Roma, 22 mar. (AdnKronos) – No al lavoro ‘parcheggio’, o di guardia davanti a una fotocopiatrice. Il M5S presenta al Senato una pdl su disabilità e mondo del lavoro, “inserendosi nel quadro normativo vigente ma dando uno strumento in più”, spiega la prima firmataria della proposta, la senatrice Paola Taverna. Nel giorno degli attentati a Bruxelles, i 5 Stelle osservano un minuto di silenzio in Sala Nassiriya, poi presentano un’idea nata dal gioco di squadra con una Onlus, l’Accademia L’Arte nel cuore, mentre all’incontro interviene anche la candidata sindaca del Movimento Virginia Raggi, che annuncia una “rivoluzione” per i disabili in città se i 5 Stelle dovessero arrivare a governare il Campidoglio.
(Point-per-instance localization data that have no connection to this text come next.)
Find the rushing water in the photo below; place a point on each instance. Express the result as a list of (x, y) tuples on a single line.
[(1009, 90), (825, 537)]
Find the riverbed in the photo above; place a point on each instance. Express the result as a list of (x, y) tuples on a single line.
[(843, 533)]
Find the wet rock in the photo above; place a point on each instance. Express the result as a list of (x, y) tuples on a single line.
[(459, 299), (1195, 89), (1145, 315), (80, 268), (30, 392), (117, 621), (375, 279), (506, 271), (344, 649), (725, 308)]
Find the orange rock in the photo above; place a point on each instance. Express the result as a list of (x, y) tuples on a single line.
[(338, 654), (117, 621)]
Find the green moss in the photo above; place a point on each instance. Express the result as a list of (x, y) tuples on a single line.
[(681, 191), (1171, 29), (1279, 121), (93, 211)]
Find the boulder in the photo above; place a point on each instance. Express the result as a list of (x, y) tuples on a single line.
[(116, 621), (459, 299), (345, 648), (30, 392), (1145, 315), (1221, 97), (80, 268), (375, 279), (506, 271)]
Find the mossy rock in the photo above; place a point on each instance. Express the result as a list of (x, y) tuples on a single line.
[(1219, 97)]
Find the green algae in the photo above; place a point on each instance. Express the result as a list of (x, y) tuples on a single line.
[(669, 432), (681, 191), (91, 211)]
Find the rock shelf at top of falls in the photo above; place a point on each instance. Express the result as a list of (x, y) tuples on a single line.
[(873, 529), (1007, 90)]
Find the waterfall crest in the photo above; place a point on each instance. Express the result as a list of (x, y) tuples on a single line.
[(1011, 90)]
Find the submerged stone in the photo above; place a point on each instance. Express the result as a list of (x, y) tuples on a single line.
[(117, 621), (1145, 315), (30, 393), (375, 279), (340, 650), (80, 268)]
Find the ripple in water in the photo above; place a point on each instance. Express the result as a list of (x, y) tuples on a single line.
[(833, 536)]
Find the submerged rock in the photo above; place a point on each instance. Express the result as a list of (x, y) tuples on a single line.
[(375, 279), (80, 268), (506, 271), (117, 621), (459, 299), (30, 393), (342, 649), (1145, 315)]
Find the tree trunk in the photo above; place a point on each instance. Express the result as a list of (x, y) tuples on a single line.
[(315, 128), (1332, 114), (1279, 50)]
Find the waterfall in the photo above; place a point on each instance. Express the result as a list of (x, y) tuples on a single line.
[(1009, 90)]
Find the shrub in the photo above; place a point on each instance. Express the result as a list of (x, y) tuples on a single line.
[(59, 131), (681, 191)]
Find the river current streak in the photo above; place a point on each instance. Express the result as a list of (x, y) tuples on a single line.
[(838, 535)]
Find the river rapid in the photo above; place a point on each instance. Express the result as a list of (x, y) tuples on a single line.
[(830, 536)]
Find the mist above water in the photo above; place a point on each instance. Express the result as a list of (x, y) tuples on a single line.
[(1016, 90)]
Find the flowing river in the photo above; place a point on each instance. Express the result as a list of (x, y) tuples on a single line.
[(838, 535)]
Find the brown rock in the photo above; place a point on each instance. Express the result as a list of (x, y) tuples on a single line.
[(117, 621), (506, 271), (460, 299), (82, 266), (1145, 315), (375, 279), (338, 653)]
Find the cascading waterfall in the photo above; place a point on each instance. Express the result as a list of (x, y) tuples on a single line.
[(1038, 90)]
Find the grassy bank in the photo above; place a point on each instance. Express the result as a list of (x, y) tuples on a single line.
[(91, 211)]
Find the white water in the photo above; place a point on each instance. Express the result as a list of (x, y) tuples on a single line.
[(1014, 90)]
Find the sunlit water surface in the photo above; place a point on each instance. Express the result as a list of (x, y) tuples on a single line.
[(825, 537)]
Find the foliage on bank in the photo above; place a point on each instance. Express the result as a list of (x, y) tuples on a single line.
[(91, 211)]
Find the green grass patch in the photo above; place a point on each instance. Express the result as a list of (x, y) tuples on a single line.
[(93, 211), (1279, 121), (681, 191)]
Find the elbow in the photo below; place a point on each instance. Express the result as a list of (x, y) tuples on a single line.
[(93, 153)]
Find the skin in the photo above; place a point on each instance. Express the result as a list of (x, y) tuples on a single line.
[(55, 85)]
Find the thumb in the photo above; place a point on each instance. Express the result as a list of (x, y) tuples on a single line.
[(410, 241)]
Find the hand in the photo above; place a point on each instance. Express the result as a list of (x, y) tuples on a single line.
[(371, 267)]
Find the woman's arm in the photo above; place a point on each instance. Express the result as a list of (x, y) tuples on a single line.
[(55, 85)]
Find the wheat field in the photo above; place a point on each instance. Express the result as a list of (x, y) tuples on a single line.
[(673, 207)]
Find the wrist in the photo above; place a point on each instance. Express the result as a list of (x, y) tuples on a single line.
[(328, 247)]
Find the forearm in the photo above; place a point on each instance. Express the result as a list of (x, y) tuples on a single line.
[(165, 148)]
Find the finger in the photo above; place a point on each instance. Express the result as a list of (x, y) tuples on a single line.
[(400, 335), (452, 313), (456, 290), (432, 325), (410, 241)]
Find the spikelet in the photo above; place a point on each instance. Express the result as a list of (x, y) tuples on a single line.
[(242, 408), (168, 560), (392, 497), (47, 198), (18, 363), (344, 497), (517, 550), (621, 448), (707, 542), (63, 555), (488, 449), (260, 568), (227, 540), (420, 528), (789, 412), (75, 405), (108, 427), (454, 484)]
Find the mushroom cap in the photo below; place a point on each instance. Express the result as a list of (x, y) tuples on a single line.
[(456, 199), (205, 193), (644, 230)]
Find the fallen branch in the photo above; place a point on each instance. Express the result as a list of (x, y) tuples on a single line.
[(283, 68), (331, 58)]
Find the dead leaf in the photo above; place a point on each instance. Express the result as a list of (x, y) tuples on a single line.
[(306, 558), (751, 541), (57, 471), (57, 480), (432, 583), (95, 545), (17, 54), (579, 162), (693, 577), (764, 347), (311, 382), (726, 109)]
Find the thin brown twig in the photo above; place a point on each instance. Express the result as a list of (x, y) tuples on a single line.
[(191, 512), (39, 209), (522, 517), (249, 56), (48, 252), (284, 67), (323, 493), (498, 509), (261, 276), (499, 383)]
L’idea è semplice e si inserisce nell’ambito della legge 68 del ’99. “Niente fondazioni nuove, possibili mangiatoie di fondi pubblici – dice Taverna – e niente sgravi fiscali alle aziende perché già ci sono. Si dà la possibilità alle aziende di assumere un disabile, adempiendo gli obblighi di legge ed evitando la multa e le sanzioni previste, ma, mediante la stipula di convenzioni con una onlus, si dà la possibilità al neo assunto di lavorare in un’associazione alla luce delle sue reali propensioni ed inclinazioni”.
“In questo modo – fa notare la capogruppo dei 5 Stelle al Senato, Nunzia Catalfo – si rende agevole il reperimento di risorse umane da parte delle onlus, e le si sgrava dagli oneri economici connessi al mantenimento del rapporto di lavoro”.